August is, of course, the time of year for E Three 2: E Three Harder (formerly known as Gamescom), a time where the world’s press comes together to play all the demos they already played at E Three 1, in June – except this time with added currywurst! For those who’ve never been, Gamescom is much like any convention in that it’s overcrowded, and overpriced, but still fundamentally fun.
America, meanwhile, faced more tragedy in August as a number of mass shootings occurred. These terrible events happen with seemingly increasing frequency across the pond, which US president Donald Trump put down to social media, mental illness, and, you guessed it, videogames. Never mind the fact that the whole world has social media, mental illness, and videogames and doesn’t experience anything like the scale of gun crime in the US. Can’t be those poorly thought-through gun laws, must be games….

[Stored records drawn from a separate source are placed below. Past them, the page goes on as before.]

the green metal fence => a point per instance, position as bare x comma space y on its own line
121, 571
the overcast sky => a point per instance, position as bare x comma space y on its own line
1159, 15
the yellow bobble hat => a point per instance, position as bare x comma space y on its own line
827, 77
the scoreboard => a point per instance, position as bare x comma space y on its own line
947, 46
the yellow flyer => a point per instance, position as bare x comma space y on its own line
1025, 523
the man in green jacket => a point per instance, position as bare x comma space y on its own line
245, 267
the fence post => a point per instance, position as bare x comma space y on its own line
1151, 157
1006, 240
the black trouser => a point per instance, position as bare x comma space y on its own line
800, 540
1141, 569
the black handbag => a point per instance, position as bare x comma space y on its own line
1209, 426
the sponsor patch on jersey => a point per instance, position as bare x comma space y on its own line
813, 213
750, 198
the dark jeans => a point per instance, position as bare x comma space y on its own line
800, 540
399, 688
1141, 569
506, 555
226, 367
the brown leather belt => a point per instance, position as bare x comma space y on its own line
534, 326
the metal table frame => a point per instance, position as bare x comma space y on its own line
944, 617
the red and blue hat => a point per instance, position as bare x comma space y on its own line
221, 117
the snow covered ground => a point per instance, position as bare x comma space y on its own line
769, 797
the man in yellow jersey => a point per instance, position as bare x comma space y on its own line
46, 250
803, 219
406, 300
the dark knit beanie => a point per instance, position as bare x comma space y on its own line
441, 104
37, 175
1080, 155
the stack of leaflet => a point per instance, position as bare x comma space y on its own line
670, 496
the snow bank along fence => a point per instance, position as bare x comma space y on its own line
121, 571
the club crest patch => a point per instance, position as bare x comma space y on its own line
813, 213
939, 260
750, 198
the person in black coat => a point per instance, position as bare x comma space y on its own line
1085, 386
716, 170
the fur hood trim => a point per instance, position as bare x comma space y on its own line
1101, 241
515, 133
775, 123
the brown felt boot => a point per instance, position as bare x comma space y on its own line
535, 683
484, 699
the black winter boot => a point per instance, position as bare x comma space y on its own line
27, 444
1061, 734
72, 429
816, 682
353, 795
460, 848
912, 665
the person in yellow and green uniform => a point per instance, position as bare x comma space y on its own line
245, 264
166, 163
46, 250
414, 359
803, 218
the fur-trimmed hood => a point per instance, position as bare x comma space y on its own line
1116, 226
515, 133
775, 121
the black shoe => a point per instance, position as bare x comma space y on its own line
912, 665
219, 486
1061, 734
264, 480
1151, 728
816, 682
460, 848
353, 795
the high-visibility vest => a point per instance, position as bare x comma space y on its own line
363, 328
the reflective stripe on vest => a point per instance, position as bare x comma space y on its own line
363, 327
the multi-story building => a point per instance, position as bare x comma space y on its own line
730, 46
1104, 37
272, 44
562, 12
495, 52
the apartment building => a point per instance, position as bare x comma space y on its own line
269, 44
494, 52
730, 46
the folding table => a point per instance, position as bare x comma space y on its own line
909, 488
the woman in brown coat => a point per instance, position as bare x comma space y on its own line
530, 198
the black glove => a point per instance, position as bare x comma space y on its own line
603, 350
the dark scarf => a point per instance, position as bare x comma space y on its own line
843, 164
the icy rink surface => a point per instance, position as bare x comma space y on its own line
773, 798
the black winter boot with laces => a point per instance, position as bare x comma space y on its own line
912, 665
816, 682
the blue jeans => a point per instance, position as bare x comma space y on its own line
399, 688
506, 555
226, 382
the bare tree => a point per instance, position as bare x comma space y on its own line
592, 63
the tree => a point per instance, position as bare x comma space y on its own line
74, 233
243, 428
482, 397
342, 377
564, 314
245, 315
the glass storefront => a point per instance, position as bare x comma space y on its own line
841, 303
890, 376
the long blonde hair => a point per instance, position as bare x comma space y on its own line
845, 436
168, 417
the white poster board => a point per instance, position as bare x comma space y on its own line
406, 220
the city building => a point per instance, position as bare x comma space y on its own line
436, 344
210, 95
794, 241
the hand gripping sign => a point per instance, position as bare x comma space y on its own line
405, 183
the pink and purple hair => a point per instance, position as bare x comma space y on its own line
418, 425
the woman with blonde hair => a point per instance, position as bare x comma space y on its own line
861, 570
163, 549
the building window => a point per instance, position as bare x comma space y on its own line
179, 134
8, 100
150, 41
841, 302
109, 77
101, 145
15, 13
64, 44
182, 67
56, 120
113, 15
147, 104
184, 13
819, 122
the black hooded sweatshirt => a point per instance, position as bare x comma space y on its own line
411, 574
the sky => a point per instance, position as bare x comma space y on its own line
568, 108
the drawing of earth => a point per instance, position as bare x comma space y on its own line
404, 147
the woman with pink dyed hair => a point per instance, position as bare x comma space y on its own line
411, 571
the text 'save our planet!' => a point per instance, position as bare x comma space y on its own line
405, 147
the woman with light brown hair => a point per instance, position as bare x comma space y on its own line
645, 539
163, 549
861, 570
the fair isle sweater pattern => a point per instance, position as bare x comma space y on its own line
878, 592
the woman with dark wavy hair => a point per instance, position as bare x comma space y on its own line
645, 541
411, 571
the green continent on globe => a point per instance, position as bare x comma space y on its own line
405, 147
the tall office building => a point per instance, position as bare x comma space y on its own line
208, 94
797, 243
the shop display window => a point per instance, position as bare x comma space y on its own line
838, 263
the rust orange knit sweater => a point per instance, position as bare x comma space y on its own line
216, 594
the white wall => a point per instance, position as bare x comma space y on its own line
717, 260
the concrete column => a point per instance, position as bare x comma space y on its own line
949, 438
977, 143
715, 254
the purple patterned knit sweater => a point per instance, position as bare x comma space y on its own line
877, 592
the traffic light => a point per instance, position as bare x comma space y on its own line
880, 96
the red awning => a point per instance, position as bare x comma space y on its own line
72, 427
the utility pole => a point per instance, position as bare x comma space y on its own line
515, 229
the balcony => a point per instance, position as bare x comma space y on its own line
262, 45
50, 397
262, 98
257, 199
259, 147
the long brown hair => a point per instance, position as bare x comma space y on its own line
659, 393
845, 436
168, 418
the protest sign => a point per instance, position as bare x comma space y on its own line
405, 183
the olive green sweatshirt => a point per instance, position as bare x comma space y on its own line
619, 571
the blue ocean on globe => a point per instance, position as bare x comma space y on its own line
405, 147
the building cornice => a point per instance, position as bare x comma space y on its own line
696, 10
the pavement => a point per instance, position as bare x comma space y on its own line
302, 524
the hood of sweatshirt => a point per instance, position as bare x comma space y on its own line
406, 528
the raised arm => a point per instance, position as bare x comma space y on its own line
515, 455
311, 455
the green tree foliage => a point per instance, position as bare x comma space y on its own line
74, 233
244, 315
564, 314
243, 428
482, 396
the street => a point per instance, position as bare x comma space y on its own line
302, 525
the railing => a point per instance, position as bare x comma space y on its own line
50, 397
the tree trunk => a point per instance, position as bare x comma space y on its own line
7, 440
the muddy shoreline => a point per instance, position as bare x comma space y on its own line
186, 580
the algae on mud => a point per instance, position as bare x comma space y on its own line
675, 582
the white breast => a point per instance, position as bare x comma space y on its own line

It emerged that the unnamed goose from the Untitled Goose Game chased Margaret Thatcher out of office and yep that’s enough Internet for one month.
October was the month someone at Blizzard had the bright idea of getting a shovel, right, and placing it in the ground, right, and shovelling some of the dirt beneath off to the side, right, and just carrying on until it ended up digging a hole deep enough that you could see Hong Kong – which, funnily enough, is the exact place Blizzard didn’t want to end up.
Yes, Blizzard got itself into lots of hot water by banning and fining Ng ‘Blitzchung’ Wai Chung after the Hearthstone player expressed his support for those protesting in Hong Kong against China. People then started protesting against Blizzard, causing the company to reduce Blitzchung’s ban, return his money, and apologise for the whole mix-up – before stating that, no, his ban won’t actually be overturned and no, the whole thing is nothing to do with all the money they make in China.
Guys, look, can’t we just keep politics out of games?
Blizzard headed into its annual fan festival with its reputation at an all-time low but OH LOOK DIABLO 4 AND OVERWATCH 2!
You sneaky bastards, Blizzard.
Elsewhere Google Stadia launched and fulfilled precisely none of the promises it had made over the previous eight months – including even existing, for some who’d preordered. The company failed to ship a bunch of units – yes, units, for this cloud-based console – and launched with a meagre selection of mostly old games.
Let me just check on that reveal stream from earlier – nope, still buffering.
The Geoff Keighley Announcement Show formerly known as The Game Awards brought more news on that shocking new Xbox console – still can’t believe they’re making one, mind – which we now know is called Xbox Series X.
And that sort of sums up 2019 in videogames, really. It was all teasing us for next year – which, if nothing else, means I’ll get to do this again next year. Sucks to be you, readers.